Bacterial Colony Phenotyping with Hyperspectral Elastic Light Scattering Patterns

Sensors 2023, 23(7), 3485; https://doi.org/10.3390/s23073485
by Iyll-Joon Doh 1, Diana Vanessa Sarria Zuniga 2, Sungho Shin 3, Robert E. Pruitt 2, Bartek Rajwa 4, J. Paul Robinson 3,5 and Euiwon Bae 1,*
Reviewer 1:
Reviewer 2: Anonymous
Reviewer 3:
Sensors 2023, 23(7), 3485; https://doi.org/10.3390/s23073485
Submission received: 8 February 2023 / Revised: 16 March 2023 / Accepted: 24 March 2023 / Published: 27 March 2023
(This article belongs to the Special Issue Spectroscopy-Based Sensing Technologies for Food Quality and Safety)

Round 1

Reviewer 1 Report

In this paper, authors designed and validated a hyperspectral elastic light scatter phenotyping instrument (HESPI) capable of classifying microorganisms, to test the classification ability of the hyperspectral ELS technique. The device is capable of generating hyperspectral ELS patterns of 70 different wavelengths in less than 30 seconds. Increasing the number of wavelengths improved classification and used feature reduction and selection algorithms to enhance robustness and ultimately reduce the complexity of data collection. Feature selection techniques, a univariate (ANOVA) and elastic net regularization are used to avoid overfitting to determine the global feature importance. But there are still problems to be aware of.

 

1. In the article, the authors mentioned supplementary pictures many times, but I didn't see pictures whose names start with S. I suggest the authors to add them, after all, they are important information for the article content. In addition, for some accuracy results, it is suggested that the authors indicate some excellent specific values, such as Figure 7 and 8, which can give readers more intuitive results.

 

2. The authors explained in Section 2.2 that the reason for selecting these 8 colonies was the poor classification effect previously. I am curious about the reasons for the poor classification effect, what methods were used before to lead to such results, and the comparison between the previous methods and the proposed HESPI.

 

3. At wavelengths in the 473-709 nm region, the accuracy of the classification results is between 88.7% and 93.2%. This accuracy still seems to be not very high. I am curious about the authors' detailed thinking on the causes of this condition.

 

4. The whole structure of this paper is incomplete. The future work is missing at the end of this paper, it should be supplied to further demonstrate the application prospect, improvement direction or practical significance of your proposed methods.

 

5. Feature extraction and correlation processing play an important role in the authors' work, their applications also show up in many ways, such as PM2.5 feature recognition and air pollution control. It is suggested that the authors cite the following papers in related work, to illustrate the practicability and extensiveness of feature extraction to prove the superiority of the method chosen by the authors: “Ensemble meta-learning for few-shot soot density recognition”, “PM2.5 monitoring: Use information abundance measurement and wide and deep learning”, “Deep dual-channel neural network for image-based smoke detection”.

Author Response

Please see the attachment

Author Response File: Author Response.pdf

Reviewer 2 Report

The authors address a hyperspectral detection and classification of bacterial colonies. For this application, they propose supercontinuum coupled with acousto-optical  filter. This type of tunable illumination is well-known and has been already used for hyperspectral imaging though its application to bacteries might be interesting to biophotonics community. To fit the scope of Sensors, I recommend to enhance the technical/engineering side of the paper and suggest the following revisions.
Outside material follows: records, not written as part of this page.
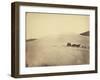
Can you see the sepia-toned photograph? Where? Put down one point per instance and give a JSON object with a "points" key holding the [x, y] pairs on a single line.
{"points": [[53, 39], [56, 39]]}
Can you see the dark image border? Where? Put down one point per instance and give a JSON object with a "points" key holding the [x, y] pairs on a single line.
{"points": [[15, 39]]}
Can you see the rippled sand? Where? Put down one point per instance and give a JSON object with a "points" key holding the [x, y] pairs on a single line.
{"points": [[52, 51]]}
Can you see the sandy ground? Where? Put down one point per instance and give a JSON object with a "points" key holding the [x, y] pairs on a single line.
{"points": [[52, 51]]}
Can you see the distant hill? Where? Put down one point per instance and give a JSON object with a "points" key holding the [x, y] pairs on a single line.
{"points": [[85, 33]]}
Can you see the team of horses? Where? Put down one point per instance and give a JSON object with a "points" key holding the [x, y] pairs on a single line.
{"points": [[76, 45]]}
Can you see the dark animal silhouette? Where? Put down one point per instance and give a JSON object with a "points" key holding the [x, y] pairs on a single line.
{"points": [[69, 44], [73, 45]]}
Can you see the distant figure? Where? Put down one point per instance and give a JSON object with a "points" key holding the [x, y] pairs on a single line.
{"points": [[75, 45], [69, 44], [84, 46]]}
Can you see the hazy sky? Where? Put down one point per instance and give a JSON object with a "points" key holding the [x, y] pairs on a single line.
{"points": [[40, 25]]}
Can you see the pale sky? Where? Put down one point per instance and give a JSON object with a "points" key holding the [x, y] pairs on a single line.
{"points": [[42, 24]]}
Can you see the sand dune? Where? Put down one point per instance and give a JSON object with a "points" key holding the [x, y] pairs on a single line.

1. Acousto-optical interaction is a flexible technique widely spread in hyperspectral imaging including microscopy and biomedical applications. Please expand Introduction by thorough overview of existing AOTF-based biological setups and emphasize the novelty of your instrument.

2. Please describe your setup in more detail. What AOTF do you use? Please either specify its model or present its parameters (cut angle, spectral resolution, angular aperture, etc.).

What scheme of acousto-optic diffraction do you use and why? Image quality, resolution and other parameters depend greatly on how you install AOTF ( https://www.mdpi.com/1996-1944/14/11/2984).

For the presented spectral images, please specify gain, exposure time, binning and other parameters of the camera.

How did you calibrate the setup to get meaningful spectral dependencies? How do you cope with image aberrations (https://doi.org/10.1364/JOSAA.34.001109), vignetting and other issues? With regard to hyperspectral imaging modality, radiometric and spatio-spectral calibration are an important stage in the measurement pipeline (https://doi.org/10.1016/j.chemolab.2009.11.012, https://doi.org/10.1117/12.2541049, https://doi.org/10.1134/S0020441216040217). Figure 1 should be modified with respect to setup calibration, data correction and image matching procedures.

3. Classification algorithm is based on the spectral descrepancies between the bacterial colonies. Please show the spectra measured in a few points of the images presented in Figure 3.

Author Response

Please see the attachment.

Author Response File: Author Response.pdf

Reviewer 3 Report

In this paper, authors reported the development and validation of a hyperspectral ELS phenotyping instrument (HESPI), consisted of a supercontinuum (SC) laser and an acousto-optic tunable filter (AOTF). The classification ability of the hyperspectral ELS system was evaluated using 8 different bacteria species. However, this method has been reported in a conference paper ( Proceedings Volume 12120, Sensing for Agriculture and Food Quality and Safety, 1212005 (2022) https://doi.org/10.1117/12.2623267). Besides, the data processing methods are also common. Thus, the paper is not novel enough to publish in Sensor journal, unless the authors fully explain its innovation. Some other revised suggestion were shown below.

1.   More details should be added to show how the intensity values of captured patterns were adjusted based on a reference pattern? The necessary formula might be better.

2.  In lines 238-240 “Previous studies on the wavelength-dependent ELS pattern characteristics predicted and explicitly explained this phenomenon”. The authors should give some summarized explanation directly.

3.   In lines 250-252 “PZMs were extracted from each pattern using the 10th-order pseudo-Zernike polynomials, which yielded the most accurate classification results demonstrated after an iterative search.” This conclusion is not convincing, since the changed values for PZ order is not enough.

4.   The five evaluation indexes in Figure 5 should be defined.

5.  The authors should make a comparison with other reported literatures, especially for hyperspectral and multispectral approaches.

6.   Most of cited references are too old, and more literatures published in recent 5 years should be added.

Author Response

Please see the attachment.

Author Response File: Author Response.pdf

Reviewer 4 Report

The manuscript presents a methodology for a rapid identification of pathogens presents on leafy vegetables. It is highly technical and versatile. Manuscript is written well and not difficult to understand by an average reader.

There are few questions,

1. Are the measured spectral features  of the  properties the colony or the individual cell?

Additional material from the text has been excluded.